While shaken by Abbott's death, Glicker and other New Yorkers who work with live music acts said Thursday that they thought the lethal incident was a fluke, an exception to the rule given the level of security at most live shows.
"Anything could happen when you're crossing the street, too," veteran entertainment publicist Liz Rosenberg of Warner Bros. Records said, when asked if her clients -- who include Madonna, Josh Groban and Cher -- have worried about their safety onstage.
Rosenberg said security staffers at large-scale concerts are trained to look for "certain types" of people in the audience who may cause trouble and are usually briefed beforehand about fans who've tried to communicate with artists.
Security at smaller venues such as B.B. King's in Times Square and The Downtown, which both have a capacity of about 500, tends to vary depending on what sort of band is playing that night.
"For the heavy metal shows, for the hip-hop shows, security is tighter," said Rena Siwek, B.B. King's public relations director. Still, she said, the worst incident she could recall was a concertgoer whipping out a can of mace in September at a Siouxsie Sioux concert.
At the Crazy Donkey in Farmingdale -- where Abbott's former Pantera bandmate Phil Anselmo performed without incident seven months ago with his current band, Superjoint Ritual -- door staff search all backpacks and conduct pat-downs, general manager James Shurgrue said. Bouncers inside scan the crowd for suspicious activity, while yet another employee monitors patrons via the club's 16 security cameras. The point, he said, is to stop trouble before it escalates.

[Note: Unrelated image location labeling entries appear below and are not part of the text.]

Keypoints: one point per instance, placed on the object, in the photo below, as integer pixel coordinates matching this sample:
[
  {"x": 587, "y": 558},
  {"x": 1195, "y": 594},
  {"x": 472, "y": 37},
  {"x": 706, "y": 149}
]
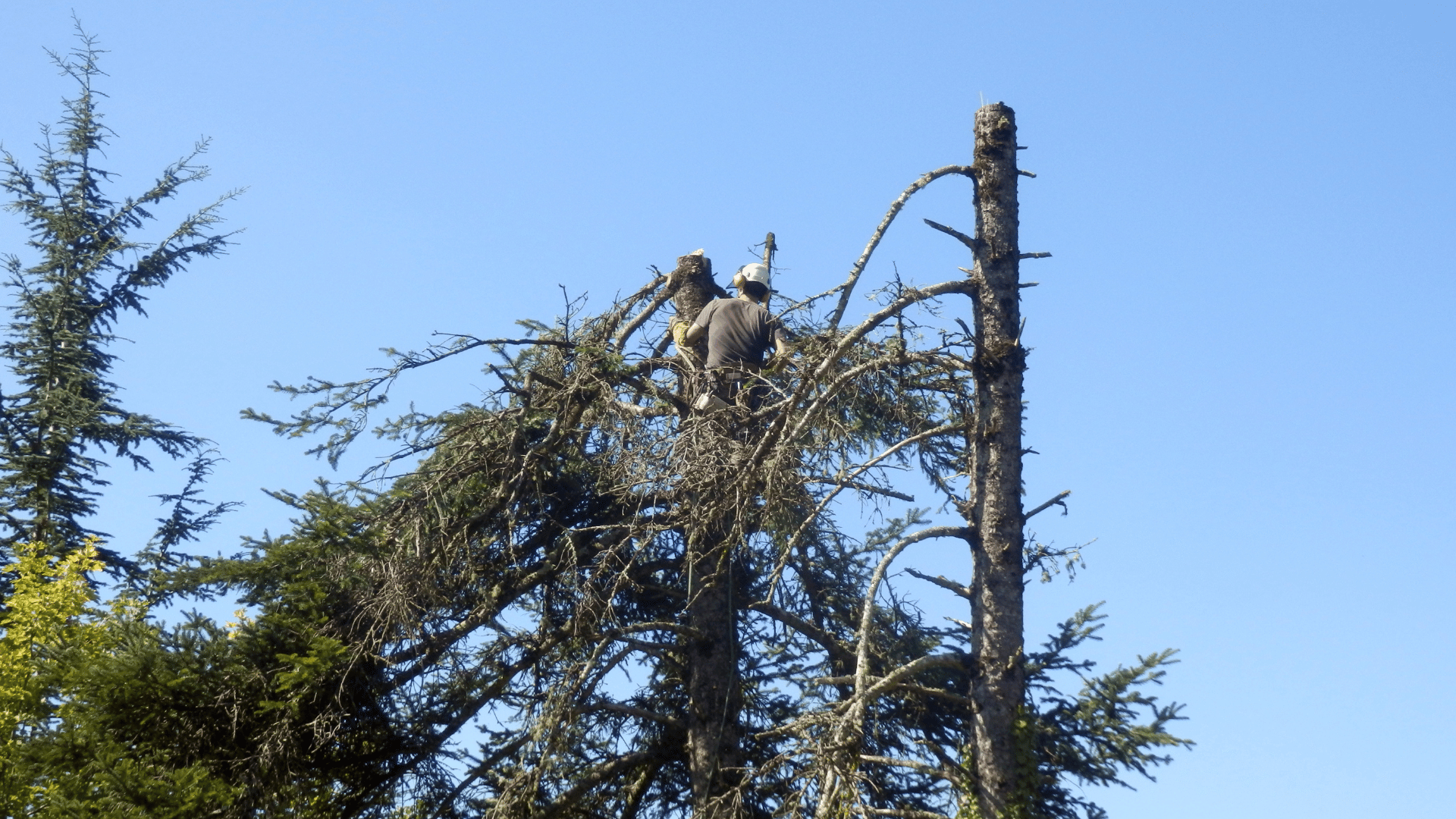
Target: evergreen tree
[
  {"x": 585, "y": 598},
  {"x": 63, "y": 422}
]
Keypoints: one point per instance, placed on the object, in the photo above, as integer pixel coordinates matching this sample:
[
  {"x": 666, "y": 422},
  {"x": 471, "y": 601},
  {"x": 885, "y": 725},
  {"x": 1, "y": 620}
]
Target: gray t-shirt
[{"x": 739, "y": 331}]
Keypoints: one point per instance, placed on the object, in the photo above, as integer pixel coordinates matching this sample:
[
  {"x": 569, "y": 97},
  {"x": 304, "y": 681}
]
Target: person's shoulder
[{"x": 711, "y": 308}]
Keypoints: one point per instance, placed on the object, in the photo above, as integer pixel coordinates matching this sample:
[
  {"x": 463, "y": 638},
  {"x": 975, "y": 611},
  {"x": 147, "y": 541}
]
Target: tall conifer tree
[{"x": 61, "y": 422}]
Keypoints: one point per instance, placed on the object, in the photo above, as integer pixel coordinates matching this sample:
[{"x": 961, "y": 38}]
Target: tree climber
[{"x": 739, "y": 333}]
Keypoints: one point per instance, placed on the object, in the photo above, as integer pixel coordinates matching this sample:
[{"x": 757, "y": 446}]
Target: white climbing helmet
[{"x": 756, "y": 273}]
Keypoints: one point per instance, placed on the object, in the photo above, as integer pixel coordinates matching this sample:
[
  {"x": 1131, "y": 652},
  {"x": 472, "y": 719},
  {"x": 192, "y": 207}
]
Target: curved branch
[{"x": 880, "y": 232}]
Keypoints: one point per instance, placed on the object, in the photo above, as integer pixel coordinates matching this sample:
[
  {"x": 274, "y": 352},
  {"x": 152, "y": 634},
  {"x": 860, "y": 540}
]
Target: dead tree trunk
[
  {"x": 995, "y": 512},
  {"x": 711, "y": 651}
]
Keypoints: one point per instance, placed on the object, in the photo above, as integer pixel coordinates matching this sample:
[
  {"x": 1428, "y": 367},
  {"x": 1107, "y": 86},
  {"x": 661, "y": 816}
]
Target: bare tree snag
[
  {"x": 711, "y": 648},
  {"x": 993, "y": 507}
]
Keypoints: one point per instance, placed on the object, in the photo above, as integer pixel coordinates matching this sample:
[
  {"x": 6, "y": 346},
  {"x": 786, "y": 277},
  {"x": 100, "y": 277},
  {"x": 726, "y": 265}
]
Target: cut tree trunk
[
  {"x": 993, "y": 509},
  {"x": 711, "y": 654}
]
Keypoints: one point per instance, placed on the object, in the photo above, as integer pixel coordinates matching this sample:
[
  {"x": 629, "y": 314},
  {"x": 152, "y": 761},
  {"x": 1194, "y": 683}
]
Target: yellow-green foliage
[{"x": 44, "y": 613}]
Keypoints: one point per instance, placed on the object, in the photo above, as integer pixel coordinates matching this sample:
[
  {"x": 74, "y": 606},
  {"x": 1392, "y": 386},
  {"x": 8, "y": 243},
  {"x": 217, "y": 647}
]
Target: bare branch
[
  {"x": 880, "y": 232},
  {"x": 944, "y": 582},
  {"x": 1050, "y": 503},
  {"x": 948, "y": 231}
]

Glicker said that The Downtown's security team ramps their plan up accordingly for shows where more aggressive fans are expected, scheduling extra staff, patting patrons down for weapons, or using a metal detector wand.
"I usually have the biggest, meanest-looking guy at the door," Glicker said. "When you have that kind of posture going on, if somebody is stupid enough to have a weapon they turn around and walk away and put it in their car."